Subset selection: the smallest acceptable subset
If we wish to select a single subset, a compelling representative of the acceptable family is the smallest acceptable subset. This choice favors parsimony, while its membership in the acceptable family implies that it meets a high standard for predictive accuracy. From the previous plot, we select the smallest subset for which the intervals include zero (solid gray vertical line).
# Simplest acceptable subset:
beta_hat_small = accept_info$beta_hat_small
# Which coefficients are nonzero:
S_small = which(beta_hat_small != 0)
# How many coefficients are nonzero:
length(S_small)
#> [1] 4
We can obtain posterior samples and credible intervals for the coefficients as before:
# Draws from the posterior predictive distribution
post_beta_small = proj_posterior(post_y_pred = post_h_pred[sub_sims,], # just use 1000 draws
XX = X,
sub_x = S_small,
use_ols = FALSE)
# Compute 95% credible intervals for the nonzero entries:
t(apply(post_beta_small[,S_small], 2,
quantile, c(0.05/2, 1 - 0.05/2)))
#> 2.5% 97.5%
#> X1 -3.711372 -2.01259590
#> X2 1.019795 2.73711706
#> X5 -1.289039 -0.08855023
#> X6 -1.497176 -0.06492849
Variable importance from acceptable subsets
Another useful summary of the acceptable family is the variable importance, which reports, for each variable \(j\), the proportion of acceptable subsets in which \(j\) appears. We are particularly interested in distinguishing among those variables that occur in all, some, or no acceptable subsets, which provides insight about which variables are indispensable (“keystone covariates”) and which variables are part of a “predictively plausible” explanation.

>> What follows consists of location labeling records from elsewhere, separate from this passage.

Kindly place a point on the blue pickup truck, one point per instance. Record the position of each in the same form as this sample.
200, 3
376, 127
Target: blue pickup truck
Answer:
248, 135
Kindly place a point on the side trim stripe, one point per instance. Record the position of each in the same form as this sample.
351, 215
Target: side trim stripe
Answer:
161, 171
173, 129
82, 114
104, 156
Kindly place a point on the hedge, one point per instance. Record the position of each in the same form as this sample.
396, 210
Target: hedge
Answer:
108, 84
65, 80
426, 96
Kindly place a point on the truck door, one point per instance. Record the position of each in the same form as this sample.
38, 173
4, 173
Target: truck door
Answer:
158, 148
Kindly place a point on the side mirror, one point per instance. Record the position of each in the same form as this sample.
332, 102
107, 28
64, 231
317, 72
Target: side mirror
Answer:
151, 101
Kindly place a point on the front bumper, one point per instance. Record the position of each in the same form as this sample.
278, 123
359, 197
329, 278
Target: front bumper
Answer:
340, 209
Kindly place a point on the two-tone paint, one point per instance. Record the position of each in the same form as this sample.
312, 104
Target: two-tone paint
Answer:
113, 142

# Variable importance: proportion of *acceptable subsets* in which each variable appears
vi_e = var_imp(indicators = indicators,
all_accept = accept_info$all_accept)$vi_inc
# "Keystone covariates" that appear in *all* acceptable families:
which(vi_e == 1)
#> 1
#> 1
# Irrelevant covariates that appear in *no* acceptable families:
which(vi_e == 0)
#> named integer(0)
# Visualize:
barplot(vi_e[order(vi_e, (ncol(X):1))], # order...
horiz = TRUE,
main = paste('Variable importance for the acceptable family'))
abline(v = 1)
Most variables belong to some, but not all, acceptable subsets.
Conclusions
Even for various functionals \(h\)
and/or binary outcomes, the pipeline is nearly identical to the simpler
continuous outcome case. For binary outcomes, the code is moderately
slower: repeated evaluations of glm
are less efficient than
lm
, and these are needed for 1) posterior predictive
uncertainty quantification via proj_posterior
(with
use_ols = FALSE
) and 2) predictive evaluation to construct
the acceptable family via accept_family_binary
. However,
there is no need to refit \(M\) for
different choices of \(h\) (e.g.,
varying the threshold \(\tau\)), which
can be a substantial time-saver when \(M\) is complex (e.g, a functional data
regression model). Finally, we note that if \(M\) is a binary regression model and \(h(t) = t\) is unnecessary, then we can
replace post_h_pred
with post_y_pred
throughout (and y
simply replaces h(y)
).